Streunende Hunde werden dem Bericht von Mensch-Tier-Spirits-Helvetia nach schon beim Einfangen getötet obwohl das verboten ist.

 

Da auch viele „Laienfänger“ Geld verdienen wollen und mit Hunden nicht umgehen können- insbesondere die in Not geratenen Hunde aggressiv reagieren und sich wehren- schlagen die Fänger mit Eisenstangen und sonstigen Marterwerkzeugen brutal auf das Tier ein um es einfangen zu können – selbst die gemeindeeigene Fänger sind brutal,- die Hundefänger in der Hauptstadt Bukarest sind Berichten im Internet nach für ihre Brutalität berühmt berüchtigt.

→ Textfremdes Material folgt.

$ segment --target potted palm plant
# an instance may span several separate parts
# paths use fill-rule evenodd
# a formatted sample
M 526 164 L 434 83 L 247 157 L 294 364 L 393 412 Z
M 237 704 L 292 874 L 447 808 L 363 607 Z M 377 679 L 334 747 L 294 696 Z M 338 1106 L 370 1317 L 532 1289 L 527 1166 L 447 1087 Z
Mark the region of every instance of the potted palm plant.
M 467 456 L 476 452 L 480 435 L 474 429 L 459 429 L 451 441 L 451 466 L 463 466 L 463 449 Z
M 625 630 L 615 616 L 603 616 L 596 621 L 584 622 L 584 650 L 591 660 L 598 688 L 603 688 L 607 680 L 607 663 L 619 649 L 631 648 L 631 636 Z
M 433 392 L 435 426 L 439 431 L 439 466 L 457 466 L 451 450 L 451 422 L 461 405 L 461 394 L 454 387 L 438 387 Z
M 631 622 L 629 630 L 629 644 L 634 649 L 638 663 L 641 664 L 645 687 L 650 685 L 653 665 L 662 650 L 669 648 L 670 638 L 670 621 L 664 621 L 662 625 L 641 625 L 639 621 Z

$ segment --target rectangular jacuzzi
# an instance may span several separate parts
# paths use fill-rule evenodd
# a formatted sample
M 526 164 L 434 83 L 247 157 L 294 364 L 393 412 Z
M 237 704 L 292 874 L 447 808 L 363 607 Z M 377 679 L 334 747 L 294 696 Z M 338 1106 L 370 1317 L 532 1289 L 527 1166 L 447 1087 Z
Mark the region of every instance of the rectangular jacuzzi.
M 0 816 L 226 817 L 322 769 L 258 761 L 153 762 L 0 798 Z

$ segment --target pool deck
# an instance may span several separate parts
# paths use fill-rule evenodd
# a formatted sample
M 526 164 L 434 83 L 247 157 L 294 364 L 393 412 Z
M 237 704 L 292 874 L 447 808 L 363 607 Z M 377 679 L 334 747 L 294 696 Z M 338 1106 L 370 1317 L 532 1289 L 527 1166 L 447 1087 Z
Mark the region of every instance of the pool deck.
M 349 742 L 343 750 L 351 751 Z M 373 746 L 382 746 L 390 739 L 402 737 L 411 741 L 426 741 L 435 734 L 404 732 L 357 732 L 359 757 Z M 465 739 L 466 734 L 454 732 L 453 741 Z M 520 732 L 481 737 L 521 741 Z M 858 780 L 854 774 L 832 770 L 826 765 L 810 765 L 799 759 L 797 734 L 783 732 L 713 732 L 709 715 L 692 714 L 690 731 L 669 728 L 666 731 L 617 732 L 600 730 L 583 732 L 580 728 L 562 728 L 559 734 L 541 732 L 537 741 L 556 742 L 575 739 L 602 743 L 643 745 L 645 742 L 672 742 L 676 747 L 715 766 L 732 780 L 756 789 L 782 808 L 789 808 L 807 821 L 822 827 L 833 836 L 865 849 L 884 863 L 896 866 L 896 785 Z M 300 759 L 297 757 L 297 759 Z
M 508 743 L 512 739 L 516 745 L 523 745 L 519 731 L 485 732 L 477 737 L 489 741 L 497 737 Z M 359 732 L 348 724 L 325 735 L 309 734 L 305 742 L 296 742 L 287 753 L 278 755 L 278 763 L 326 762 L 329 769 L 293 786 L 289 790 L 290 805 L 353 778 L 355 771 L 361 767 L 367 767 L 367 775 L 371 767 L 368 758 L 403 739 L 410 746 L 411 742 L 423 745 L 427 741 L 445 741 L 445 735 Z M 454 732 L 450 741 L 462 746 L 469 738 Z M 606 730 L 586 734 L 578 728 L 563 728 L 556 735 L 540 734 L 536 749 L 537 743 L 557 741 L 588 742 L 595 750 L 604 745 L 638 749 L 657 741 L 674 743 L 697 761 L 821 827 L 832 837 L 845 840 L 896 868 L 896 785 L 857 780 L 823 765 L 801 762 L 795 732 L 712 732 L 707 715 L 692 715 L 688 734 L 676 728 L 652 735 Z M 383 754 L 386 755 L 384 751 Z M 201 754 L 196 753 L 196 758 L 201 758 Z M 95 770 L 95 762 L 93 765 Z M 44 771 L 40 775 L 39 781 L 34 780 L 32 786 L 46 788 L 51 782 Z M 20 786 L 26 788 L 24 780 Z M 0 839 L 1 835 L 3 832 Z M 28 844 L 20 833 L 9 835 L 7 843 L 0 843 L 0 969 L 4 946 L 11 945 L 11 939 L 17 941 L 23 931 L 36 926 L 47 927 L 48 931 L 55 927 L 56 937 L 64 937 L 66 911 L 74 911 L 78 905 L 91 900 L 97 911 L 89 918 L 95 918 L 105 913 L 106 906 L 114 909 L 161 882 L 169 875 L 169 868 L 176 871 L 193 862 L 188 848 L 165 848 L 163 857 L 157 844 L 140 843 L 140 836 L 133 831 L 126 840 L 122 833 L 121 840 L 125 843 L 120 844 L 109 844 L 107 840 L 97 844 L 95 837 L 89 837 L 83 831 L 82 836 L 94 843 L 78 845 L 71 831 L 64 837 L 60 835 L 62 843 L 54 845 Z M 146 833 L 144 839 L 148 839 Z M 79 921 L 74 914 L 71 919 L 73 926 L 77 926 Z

Siehe Foto Krone Online.

 

Manche Fänger verschaffen sich illegal Zutritt und entwenden dort die Hunde. Siehe Publikationen im Internet  

 

Das Tier ist schon halbtot ehe es überhaupt – mit billigsten und unwürdigen Methoden, die den Tod noch grausamer machen- getötet wird- und das alles um die Prämie von Euro 50 für das gefangene Tier bzw. 25 Euro für das getötete Tier kassieren zu können. Selbst Bürgermeister von Gemeinden können davon finanziell profitieren.  Siehe Publikationen im Internet.  Es ist ein  Millionengeschäft für die Hundefänger-Mafia - Siehe dazu Animal Spirit in APA-OTS v. Mai 2014.